The AER defines supply cost as the minimum constant dollar price required to recover all capital costs, operating costs, royalties, and taxes, as well as to earn a specified return on investment. The supply cost calculation determines a dollar value required per unit of production. The supply costs are based on representative wells in each Petroleum Services Association of Canada (PSAC) area. Supply costs for different geological plays and PSAC areas vary significantly because of differing production rates, well types, drilling and operating costs, royalties, and other factors. Therefore, the results may not be reflective of wells that differ from the representative well profiles used in the analysis.
The following data were used to derive a supply cost estimate for the average horizontal, vertical, and directional well in each PSAC area: formation, initial productivity, production decline rates, vertical depth drilled and total measured depth of the well, gas composition, shrinkage, capital costs, operating costs, royalties, taxes, and a 10 per cent nominal rate of return. The supply costs are not risked (i.e., assumes a 100 per cent success rate) and are estimated as wellhead costs, which are reported in Canadian dollars.
The crude oil supply model was revised in 2015 to forecast well activity and production in more detail. Forecasts are now available by PSAC area, crude oil density, and well type.
The AER does not separately estimate or report “tight” oil production, that is,oil found in low‑permeability rock, such as sandstone, siltstone, shale, and carbonates. It is often difficult or impossible to separate the tight portion of the reserve or tight oil production from a conventional reservoir; therefore, any unconventional tight oil volumes are included within the AER’s conventional crude oil reserves and production reporting.

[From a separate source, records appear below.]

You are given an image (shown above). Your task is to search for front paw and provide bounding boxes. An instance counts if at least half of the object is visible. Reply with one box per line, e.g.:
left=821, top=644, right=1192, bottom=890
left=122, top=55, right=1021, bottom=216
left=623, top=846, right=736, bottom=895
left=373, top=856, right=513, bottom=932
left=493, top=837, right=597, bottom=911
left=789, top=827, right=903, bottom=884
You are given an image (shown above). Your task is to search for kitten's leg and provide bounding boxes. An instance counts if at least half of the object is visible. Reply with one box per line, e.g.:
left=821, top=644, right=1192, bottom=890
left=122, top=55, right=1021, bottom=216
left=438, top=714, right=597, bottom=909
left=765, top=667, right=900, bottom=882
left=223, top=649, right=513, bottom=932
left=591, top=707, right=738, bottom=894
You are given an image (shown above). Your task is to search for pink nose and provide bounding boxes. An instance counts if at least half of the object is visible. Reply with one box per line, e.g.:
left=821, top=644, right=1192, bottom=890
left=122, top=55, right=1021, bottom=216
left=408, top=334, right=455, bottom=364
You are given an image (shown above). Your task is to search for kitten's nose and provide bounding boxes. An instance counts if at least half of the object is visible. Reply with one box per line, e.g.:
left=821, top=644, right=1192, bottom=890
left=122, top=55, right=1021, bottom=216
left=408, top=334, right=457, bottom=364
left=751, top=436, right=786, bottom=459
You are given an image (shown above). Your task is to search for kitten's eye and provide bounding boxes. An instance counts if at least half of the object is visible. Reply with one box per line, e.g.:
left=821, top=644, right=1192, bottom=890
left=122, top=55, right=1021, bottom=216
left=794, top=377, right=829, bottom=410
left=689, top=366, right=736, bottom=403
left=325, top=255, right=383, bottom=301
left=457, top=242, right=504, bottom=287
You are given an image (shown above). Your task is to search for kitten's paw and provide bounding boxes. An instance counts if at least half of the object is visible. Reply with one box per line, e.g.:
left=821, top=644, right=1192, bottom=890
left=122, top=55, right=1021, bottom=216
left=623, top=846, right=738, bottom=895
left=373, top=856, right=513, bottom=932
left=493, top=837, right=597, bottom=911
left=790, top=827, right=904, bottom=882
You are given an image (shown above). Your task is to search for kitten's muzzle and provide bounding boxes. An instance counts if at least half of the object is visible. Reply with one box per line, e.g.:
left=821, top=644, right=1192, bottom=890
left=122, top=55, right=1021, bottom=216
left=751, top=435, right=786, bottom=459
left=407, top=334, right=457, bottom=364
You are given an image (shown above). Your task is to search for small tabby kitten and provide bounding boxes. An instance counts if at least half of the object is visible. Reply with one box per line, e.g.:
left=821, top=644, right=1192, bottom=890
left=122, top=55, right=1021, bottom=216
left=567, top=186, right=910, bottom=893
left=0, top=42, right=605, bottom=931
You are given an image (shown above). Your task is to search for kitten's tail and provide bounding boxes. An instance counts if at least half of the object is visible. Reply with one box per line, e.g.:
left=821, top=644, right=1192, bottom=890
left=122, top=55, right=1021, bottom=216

The AER uses crude oil production volumes submitted to Petrinex by producers. Petrinex is a secure, centralized information network used to exchange petroleum-related information.

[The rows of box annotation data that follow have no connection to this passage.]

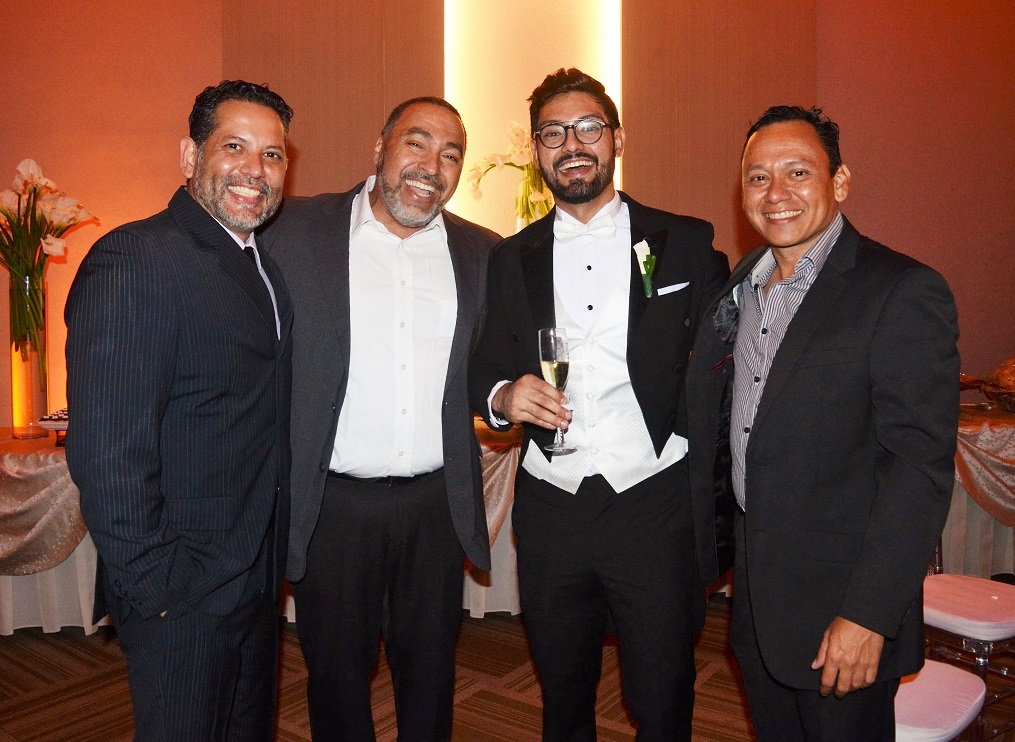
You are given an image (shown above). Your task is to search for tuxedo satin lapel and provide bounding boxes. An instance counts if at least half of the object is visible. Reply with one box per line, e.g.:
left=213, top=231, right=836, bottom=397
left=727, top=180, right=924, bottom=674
left=445, top=219, right=482, bottom=392
left=751, top=227, right=858, bottom=432
left=520, top=212, right=556, bottom=330
left=261, top=253, right=292, bottom=353
left=170, top=188, right=275, bottom=327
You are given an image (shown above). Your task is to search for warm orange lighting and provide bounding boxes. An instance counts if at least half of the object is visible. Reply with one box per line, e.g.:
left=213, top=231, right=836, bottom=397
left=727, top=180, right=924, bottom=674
left=10, top=345, right=47, bottom=431
left=445, top=0, right=623, bottom=234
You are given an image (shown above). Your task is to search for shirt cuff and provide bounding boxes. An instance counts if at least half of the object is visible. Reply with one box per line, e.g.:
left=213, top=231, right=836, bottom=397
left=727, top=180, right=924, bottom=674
left=486, top=380, right=511, bottom=425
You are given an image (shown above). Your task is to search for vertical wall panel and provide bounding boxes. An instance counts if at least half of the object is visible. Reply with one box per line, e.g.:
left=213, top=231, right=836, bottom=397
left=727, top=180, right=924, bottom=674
left=0, top=0, right=222, bottom=426
left=222, top=0, right=444, bottom=195
left=622, top=0, right=816, bottom=262
left=818, top=0, right=1015, bottom=375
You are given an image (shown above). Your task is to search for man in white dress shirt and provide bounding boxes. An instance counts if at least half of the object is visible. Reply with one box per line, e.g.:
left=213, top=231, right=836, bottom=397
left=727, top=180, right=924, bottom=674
left=262, top=97, right=498, bottom=742
left=470, top=69, right=729, bottom=740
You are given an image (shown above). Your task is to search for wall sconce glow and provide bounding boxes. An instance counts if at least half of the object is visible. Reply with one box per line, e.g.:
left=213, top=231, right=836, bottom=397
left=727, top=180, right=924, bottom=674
left=445, top=0, right=623, bottom=234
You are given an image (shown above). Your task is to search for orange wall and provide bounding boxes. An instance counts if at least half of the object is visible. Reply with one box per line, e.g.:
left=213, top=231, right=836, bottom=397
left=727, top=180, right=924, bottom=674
left=621, top=0, right=816, bottom=264
left=0, top=0, right=222, bottom=425
left=817, top=0, right=1015, bottom=375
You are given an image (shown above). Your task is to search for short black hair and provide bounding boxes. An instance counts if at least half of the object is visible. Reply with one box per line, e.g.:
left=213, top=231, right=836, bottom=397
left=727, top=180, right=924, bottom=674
left=381, top=95, right=468, bottom=154
left=190, top=80, right=292, bottom=148
left=741, top=106, right=842, bottom=176
left=529, top=67, right=620, bottom=134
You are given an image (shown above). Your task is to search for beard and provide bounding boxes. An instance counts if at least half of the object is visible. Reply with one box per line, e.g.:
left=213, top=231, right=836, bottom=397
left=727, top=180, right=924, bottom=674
left=539, top=152, right=615, bottom=204
left=191, top=152, right=282, bottom=231
left=377, top=153, right=448, bottom=229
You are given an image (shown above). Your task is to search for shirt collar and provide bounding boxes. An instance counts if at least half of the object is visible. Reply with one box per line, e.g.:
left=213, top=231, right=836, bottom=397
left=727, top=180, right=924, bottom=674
left=748, top=211, right=842, bottom=289
left=211, top=216, right=257, bottom=250
left=349, top=176, right=448, bottom=240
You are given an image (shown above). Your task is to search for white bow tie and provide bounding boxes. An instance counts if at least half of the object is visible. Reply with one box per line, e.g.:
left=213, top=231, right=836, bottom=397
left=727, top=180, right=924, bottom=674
left=553, top=214, right=617, bottom=243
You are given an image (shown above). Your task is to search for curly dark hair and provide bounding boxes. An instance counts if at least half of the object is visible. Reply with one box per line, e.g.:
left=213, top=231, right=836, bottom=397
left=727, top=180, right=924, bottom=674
left=744, top=106, right=842, bottom=176
left=529, top=67, right=620, bottom=133
left=190, top=80, right=292, bottom=147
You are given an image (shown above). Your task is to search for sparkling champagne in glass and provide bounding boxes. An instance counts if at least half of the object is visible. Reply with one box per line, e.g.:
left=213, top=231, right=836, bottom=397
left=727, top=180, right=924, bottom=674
left=539, top=327, right=578, bottom=456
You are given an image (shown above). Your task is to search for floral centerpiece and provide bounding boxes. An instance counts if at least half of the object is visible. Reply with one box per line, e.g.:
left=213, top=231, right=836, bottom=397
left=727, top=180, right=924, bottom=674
left=469, top=121, right=553, bottom=229
left=0, top=159, right=97, bottom=428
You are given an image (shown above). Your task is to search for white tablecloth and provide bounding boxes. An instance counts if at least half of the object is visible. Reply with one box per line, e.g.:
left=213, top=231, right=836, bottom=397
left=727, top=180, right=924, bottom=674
left=941, top=405, right=1015, bottom=578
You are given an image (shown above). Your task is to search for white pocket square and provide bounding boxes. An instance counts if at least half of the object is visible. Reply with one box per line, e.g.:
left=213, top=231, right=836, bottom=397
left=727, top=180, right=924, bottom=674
left=656, top=281, right=691, bottom=296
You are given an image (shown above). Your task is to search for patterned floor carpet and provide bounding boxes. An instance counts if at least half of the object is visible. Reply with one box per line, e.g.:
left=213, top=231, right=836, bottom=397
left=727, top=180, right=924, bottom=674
left=0, top=600, right=1015, bottom=742
left=0, top=603, right=753, bottom=742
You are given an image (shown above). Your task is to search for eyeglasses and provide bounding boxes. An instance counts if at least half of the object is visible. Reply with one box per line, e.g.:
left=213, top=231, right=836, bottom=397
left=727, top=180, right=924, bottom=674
left=535, top=119, right=610, bottom=149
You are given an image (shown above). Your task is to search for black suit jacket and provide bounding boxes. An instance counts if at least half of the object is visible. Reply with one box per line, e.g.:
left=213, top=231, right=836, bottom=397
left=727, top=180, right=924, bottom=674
left=262, top=184, right=499, bottom=582
left=469, top=194, right=729, bottom=583
left=687, top=217, right=958, bottom=689
left=66, top=189, right=292, bottom=618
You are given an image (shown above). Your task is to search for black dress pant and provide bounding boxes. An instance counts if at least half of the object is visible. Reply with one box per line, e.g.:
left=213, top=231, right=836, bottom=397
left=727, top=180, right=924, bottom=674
left=513, top=462, right=704, bottom=742
left=292, top=470, right=465, bottom=742
left=730, top=517, right=899, bottom=742
left=106, top=537, right=279, bottom=742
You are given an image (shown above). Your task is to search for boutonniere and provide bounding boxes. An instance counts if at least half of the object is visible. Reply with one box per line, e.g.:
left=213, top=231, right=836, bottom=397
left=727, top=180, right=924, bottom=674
left=631, top=240, right=656, bottom=298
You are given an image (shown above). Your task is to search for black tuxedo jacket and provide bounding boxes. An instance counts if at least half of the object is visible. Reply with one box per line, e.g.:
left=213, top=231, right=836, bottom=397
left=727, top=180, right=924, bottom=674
left=66, top=189, right=292, bottom=618
left=261, top=184, right=499, bottom=582
left=469, top=194, right=729, bottom=582
left=687, top=217, right=958, bottom=689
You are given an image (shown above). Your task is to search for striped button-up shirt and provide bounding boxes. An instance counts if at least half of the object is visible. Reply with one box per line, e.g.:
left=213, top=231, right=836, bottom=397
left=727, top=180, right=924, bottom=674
left=730, top=213, right=842, bottom=510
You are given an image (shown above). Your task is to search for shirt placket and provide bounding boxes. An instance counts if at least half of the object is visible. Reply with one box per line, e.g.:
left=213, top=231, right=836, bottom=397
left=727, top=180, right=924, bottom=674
left=392, top=240, right=416, bottom=472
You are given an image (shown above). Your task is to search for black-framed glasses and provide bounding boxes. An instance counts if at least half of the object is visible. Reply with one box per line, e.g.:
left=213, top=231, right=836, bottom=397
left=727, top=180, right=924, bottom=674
left=535, top=119, right=610, bottom=149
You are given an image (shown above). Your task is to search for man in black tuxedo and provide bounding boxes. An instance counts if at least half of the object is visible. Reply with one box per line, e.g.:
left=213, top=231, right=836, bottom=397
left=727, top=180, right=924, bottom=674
left=66, top=81, right=292, bottom=742
left=263, top=97, right=499, bottom=742
left=687, top=106, right=958, bottom=742
left=469, top=69, right=729, bottom=740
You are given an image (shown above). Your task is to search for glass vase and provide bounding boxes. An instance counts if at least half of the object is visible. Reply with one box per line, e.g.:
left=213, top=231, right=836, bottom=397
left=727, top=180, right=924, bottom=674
left=10, top=276, right=49, bottom=439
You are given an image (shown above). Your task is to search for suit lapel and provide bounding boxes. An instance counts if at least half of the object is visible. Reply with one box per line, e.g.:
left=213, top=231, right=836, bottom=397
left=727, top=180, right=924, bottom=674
left=751, top=222, right=859, bottom=440
left=445, top=214, right=484, bottom=393
left=519, top=211, right=556, bottom=330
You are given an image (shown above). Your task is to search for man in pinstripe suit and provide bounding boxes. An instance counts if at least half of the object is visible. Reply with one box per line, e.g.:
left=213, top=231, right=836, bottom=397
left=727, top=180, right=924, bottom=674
left=66, top=81, right=292, bottom=742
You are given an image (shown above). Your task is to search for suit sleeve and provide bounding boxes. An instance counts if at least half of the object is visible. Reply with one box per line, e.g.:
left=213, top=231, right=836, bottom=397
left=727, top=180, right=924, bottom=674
left=469, top=244, right=525, bottom=430
left=66, top=230, right=190, bottom=617
left=839, top=266, right=959, bottom=638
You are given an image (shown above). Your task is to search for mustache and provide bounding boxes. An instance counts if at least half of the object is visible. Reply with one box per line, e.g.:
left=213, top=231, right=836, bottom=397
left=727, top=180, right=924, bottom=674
left=225, top=176, right=271, bottom=196
left=553, top=152, right=599, bottom=170
left=399, top=171, right=448, bottom=194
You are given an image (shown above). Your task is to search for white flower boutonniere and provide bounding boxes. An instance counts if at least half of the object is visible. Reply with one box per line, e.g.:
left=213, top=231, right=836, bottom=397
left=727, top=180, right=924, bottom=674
left=631, top=240, right=656, bottom=298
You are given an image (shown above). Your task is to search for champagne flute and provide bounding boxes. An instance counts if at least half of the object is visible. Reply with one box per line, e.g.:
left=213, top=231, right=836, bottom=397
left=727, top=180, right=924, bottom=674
left=539, top=327, right=578, bottom=456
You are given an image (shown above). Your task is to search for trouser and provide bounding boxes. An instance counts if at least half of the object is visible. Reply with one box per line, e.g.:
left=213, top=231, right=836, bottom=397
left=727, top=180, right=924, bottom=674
left=513, top=462, right=704, bottom=742
left=293, top=470, right=465, bottom=742
left=112, top=537, right=279, bottom=742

In projecting conventional crude oil production, the AER combines for each year expected production from pre-existing producing wells and new wells placed on production in that year, shown in Table S4.2 [HTML]. The number of new wells placed on production and their average initial productivity and decline rates are the main determining factors used in projecting production volumes. The AER uses a model that also considers prices, royalties, taxes, capital costs, and other costs. The model calculates a net present value for representative wells for all years within the forecast period, with the calculated net present value forming the basis of the forecast. The forecast considers limiting factors such as current and future capital market conditions and remaining reserves.
Table S4.3 [HTML] shows the forecast initial productivity rates, calculated using historical three-year average rates for conventional wells by PSAC area. Decline rates, shown in Table S4.4 [HTML], vary depending on factors such as the age, type, and geological locations of the wells. The AER also takes into account its estimates of the remaining established and yet-to-be established reserves of crude oil in the province.
The Alberta conventional crude oil demand forecast is based on historical refinery throughput, anticipated new refineries, and expansions to current refinery capacity. Removals are equal to the difference between Alberta production and Alberta demand. The AER uses historical utilization rates when forecasting refinery throughput in Alberta.